Last year’s results included a $59 payday loans with no fax.9 million tax benefit.

Analysts expected earnings of 5 cents per share.

Revenue rose 6 percent to $427.8 million. That beat Wall Street’s $424.3 million estimate.

Home deliveries climbed 8 percent. Signed contracts increased 15 percent.

Toll Brothers is based in Horsham, Pa.

Source

12/05/2011 (5:28 pm)

S&P puts 15 eurozone countries on credit watch

Filed under: Business, Lenders |

Standard & Poor’s is threatening to downgrade the credit rating of 15 eurozone countries, saying the worsening debt crisis is affecting the bloc’s strongest economies.

The decision Monday to put 15 eurozone countries, including AAA-rating nations such as Germany and Luxembourg, on watch for a possible downgrade piles pressure on eurozone leaders to find a solution to the currency union’s debt troubles at a summit later this week.

S&P said its decision was “prompted by our belief that systemic stresses in the eurozone have risen in recent weeks to the extent that they now put downward pressure on the credit standing of the eurozone as a whole.”

The only two euro nations not put on credit watch were Cyprus, which was already under review, and Greece, which already holds the world’s worst rating.

THIS IS A BREAKING NEWS UPDATE. Check back soon for further information. AP’s earlier story is below.

BRUSSELS (AP) _ Efforts to stabilize Europe’s financial crisis were thrown into disarray late Monday as the 17 countries that use the euro braced for a possible downgrade of their credit ratings.

The leaders of France and Germany sought to restore confidence in the troubled European currency during the day with a joint call for changes to the European Union treaty so that countries using the euro would face automatic penalities if budget deficits ran too high.

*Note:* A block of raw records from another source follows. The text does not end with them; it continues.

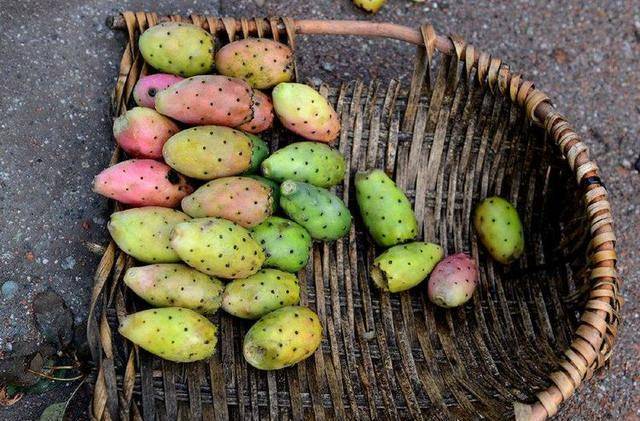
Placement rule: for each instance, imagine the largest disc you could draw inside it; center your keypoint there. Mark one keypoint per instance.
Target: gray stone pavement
(60, 63)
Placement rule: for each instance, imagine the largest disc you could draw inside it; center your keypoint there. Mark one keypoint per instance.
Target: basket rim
(595, 334)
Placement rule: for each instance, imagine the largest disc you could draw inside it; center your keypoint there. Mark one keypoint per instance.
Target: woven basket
(465, 127)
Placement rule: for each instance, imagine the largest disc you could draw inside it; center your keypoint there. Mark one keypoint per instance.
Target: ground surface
(60, 63)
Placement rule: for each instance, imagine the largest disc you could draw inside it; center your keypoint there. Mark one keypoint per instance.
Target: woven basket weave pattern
(462, 131)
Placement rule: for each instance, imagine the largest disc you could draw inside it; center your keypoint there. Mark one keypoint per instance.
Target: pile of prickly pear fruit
(218, 221)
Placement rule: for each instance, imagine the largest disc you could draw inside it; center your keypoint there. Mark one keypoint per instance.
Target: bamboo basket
(465, 127)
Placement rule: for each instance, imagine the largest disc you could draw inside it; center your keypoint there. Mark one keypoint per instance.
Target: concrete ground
(60, 63)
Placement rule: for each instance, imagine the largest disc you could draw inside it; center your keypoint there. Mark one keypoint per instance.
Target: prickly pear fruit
(304, 111)
(144, 232)
(404, 266)
(321, 212)
(500, 229)
(243, 200)
(262, 109)
(144, 93)
(286, 244)
(259, 294)
(275, 189)
(310, 162)
(142, 132)
(282, 338)
(173, 333)
(262, 62)
(453, 281)
(385, 209)
(171, 284)
(142, 182)
(208, 152)
(178, 48)
(259, 152)
(217, 247)
(371, 6)
(210, 99)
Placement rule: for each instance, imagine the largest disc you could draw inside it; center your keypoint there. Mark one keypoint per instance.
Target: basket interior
(398, 355)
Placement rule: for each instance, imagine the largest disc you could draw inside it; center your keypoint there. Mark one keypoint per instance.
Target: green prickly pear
(321, 212)
(282, 338)
(385, 209)
(262, 62)
(500, 229)
(404, 266)
(144, 232)
(259, 152)
(208, 152)
(304, 111)
(242, 200)
(208, 99)
(453, 281)
(178, 48)
(286, 244)
(173, 333)
(217, 247)
(171, 284)
(259, 294)
(309, 162)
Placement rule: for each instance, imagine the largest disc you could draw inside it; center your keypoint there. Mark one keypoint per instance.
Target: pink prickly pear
(142, 182)
(263, 63)
(262, 114)
(142, 132)
(210, 99)
(453, 281)
(148, 87)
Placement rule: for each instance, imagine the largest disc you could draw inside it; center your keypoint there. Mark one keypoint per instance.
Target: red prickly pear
(262, 62)
(242, 200)
(142, 182)
(173, 333)
(304, 111)
(148, 87)
(208, 152)
(210, 99)
(262, 109)
(178, 48)
(500, 230)
(142, 132)
(453, 281)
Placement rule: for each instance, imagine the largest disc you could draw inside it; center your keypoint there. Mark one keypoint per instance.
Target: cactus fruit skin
(385, 210)
(173, 333)
(178, 48)
(262, 109)
(259, 294)
(304, 111)
(208, 152)
(262, 62)
(243, 200)
(282, 338)
(142, 132)
(175, 285)
(500, 229)
(404, 266)
(144, 233)
(209, 99)
(309, 162)
(318, 210)
(286, 244)
(371, 6)
(142, 182)
(217, 247)
(453, 281)
(259, 152)
(147, 87)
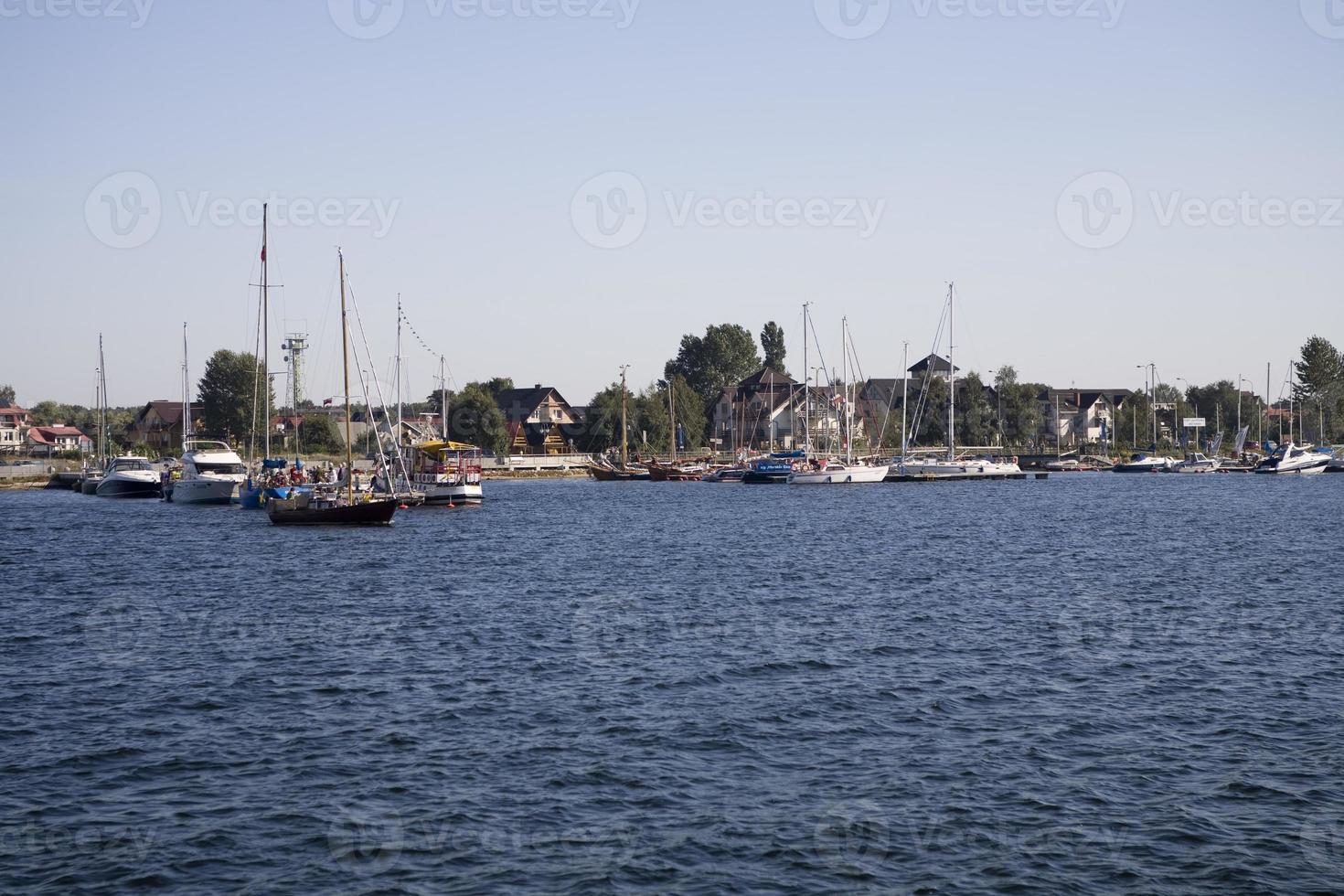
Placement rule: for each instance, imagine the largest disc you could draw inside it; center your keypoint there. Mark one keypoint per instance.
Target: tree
(320, 434)
(975, 417)
(772, 343)
(709, 363)
(228, 391)
(475, 417)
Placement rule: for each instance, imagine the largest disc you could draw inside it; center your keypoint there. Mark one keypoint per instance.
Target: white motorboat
(1301, 460)
(211, 473)
(963, 468)
(129, 477)
(1144, 464)
(1197, 463)
(837, 473)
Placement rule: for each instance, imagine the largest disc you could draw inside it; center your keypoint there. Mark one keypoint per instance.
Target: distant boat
(955, 468)
(1195, 463)
(211, 473)
(1301, 460)
(308, 508)
(448, 472)
(1143, 464)
(129, 477)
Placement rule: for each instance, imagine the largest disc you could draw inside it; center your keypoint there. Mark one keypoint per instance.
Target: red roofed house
(14, 426)
(45, 441)
(156, 425)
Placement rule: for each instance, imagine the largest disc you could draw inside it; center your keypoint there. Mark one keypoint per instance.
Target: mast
(905, 389)
(952, 387)
(806, 389)
(265, 331)
(624, 450)
(443, 397)
(102, 404)
(186, 389)
(398, 368)
(345, 364)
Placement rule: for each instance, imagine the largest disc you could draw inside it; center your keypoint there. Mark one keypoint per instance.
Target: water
(1092, 684)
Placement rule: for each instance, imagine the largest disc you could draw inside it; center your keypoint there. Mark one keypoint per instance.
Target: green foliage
(772, 343)
(975, 415)
(723, 357)
(475, 417)
(225, 395)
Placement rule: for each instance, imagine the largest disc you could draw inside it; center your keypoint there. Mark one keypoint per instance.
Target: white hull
(840, 475)
(205, 491)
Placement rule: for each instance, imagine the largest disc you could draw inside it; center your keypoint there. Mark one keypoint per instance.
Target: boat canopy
(445, 446)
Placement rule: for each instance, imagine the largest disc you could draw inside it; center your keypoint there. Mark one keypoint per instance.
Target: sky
(560, 187)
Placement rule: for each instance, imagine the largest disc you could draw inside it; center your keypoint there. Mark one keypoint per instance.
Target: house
(14, 429)
(539, 421)
(1077, 417)
(156, 425)
(46, 441)
(766, 411)
(933, 366)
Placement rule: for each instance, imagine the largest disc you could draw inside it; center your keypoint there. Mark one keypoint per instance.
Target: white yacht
(211, 473)
(129, 477)
(837, 473)
(1144, 464)
(1197, 463)
(1303, 460)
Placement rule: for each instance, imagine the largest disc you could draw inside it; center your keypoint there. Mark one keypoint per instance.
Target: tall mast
(186, 389)
(952, 387)
(102, 403)
(443, 397)
(806, 389)
(265, 332)
(624, 450)
(398, 368)
(345, 364)
(905, 391)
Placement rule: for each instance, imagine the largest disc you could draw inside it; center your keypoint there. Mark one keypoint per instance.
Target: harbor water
(1095, 684)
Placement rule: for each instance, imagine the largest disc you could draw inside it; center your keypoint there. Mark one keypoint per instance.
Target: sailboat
(93, 466)
(929, 466)
(832, 470)
(211, 472)
(605, 470)
(308, 508)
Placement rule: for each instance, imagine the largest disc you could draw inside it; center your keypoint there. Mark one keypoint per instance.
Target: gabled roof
(517, 404)
(934, 363)
(167, 411)
(765, 378)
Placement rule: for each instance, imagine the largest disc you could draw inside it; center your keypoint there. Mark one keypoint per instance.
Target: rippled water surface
(1094, 684)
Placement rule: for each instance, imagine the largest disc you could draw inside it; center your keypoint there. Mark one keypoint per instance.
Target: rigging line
(378, 387)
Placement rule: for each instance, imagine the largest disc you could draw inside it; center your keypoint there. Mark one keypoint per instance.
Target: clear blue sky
(480, 129)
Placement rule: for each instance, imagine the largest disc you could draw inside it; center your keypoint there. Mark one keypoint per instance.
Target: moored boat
(129, 477)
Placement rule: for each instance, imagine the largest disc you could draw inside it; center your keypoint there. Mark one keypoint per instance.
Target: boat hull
(203, 491)
(847, 475)
(286, 512)
(120, 486)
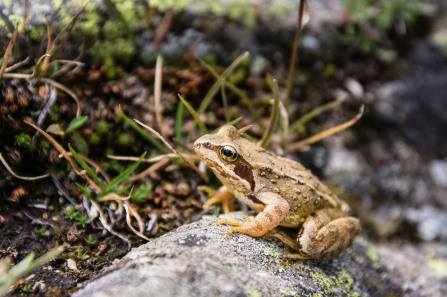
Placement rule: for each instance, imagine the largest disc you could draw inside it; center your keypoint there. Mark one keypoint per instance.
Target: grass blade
(213, 90)
(143, 133)
(87, 168)
(194, 115)
(232, 87)
(123, 176)
(179, 121)
(274, 116)
(76, 123)
(297, 126)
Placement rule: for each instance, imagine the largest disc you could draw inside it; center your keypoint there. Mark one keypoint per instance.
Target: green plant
(9, 276)
(369, 21)
(24, 140)
(81, 255)
(70, 212)
(42, 230)
(141, 193)
(82, 220)
(89, 240)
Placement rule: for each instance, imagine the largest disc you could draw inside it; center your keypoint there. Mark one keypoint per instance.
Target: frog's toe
(230, 222)
(294, 256)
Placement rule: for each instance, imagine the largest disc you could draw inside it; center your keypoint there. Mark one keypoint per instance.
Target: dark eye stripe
(228, 153)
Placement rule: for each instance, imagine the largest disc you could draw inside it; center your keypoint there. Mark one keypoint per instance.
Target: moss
(343, 280)
(253, 293)
(372, 254)
(323, 279)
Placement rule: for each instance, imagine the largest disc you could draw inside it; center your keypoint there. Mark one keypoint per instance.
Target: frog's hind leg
(326, 234)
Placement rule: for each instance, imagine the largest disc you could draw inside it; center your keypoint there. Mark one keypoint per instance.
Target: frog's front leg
(274, 210)
(325, 234)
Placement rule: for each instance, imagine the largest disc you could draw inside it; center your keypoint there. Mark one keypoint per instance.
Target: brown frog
(281, 191)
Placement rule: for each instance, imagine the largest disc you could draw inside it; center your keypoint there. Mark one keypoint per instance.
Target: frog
(281, 191)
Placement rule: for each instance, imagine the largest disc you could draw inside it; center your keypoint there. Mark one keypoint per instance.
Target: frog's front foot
(222, 196)
(238, 224)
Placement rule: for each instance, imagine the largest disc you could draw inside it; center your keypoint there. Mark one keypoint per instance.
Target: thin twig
(103, 220)
(19, 176)
(148, 171)
(66, 90)
(151, 160)
(302, 20)
(202, 174)
(326, 133)
(157, 94)
(8, 52)
(17, 65)
(163, 28)
(51, 100)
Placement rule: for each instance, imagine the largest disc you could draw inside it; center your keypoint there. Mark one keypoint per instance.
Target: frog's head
(222, 153)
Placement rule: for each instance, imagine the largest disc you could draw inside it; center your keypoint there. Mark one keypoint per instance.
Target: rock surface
(200, 259)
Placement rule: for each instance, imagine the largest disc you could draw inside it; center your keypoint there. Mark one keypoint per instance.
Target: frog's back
(304, 192)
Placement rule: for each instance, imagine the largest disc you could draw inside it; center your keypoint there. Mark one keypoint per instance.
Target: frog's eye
(228, 153)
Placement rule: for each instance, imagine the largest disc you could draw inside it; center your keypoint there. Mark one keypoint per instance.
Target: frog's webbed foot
(274, 211)
(284, 238)
(222, 196)
(238, 224)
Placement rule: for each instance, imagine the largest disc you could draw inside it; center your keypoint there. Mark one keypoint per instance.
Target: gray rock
(200, 259)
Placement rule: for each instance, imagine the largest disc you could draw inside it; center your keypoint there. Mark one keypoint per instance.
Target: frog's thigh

Stock prices rose and borrowing costs for European governments dropped sharply in response to the changes proposed by French President Nikolas Sarkozy and German Chancellor Angela Merkel. They said their proposals would prevent the kind of out-of-control spending and borrowing that led to the debt crisis that is engulfing Europe and threatening the global financial system.

But on Monday night two people familiar with the matter said Standard & Poor’s is examining the credit rating of all 17 eurozone countries for a possible downgrade as the continent’s debt crisis lingers. They said S&P is likely to make an announcement on putting the euro countries on “credit watch” after the closing of markets in the U.S. on Monday.

The people were speaking on condition of anonymity because of the sensitivity of the matter.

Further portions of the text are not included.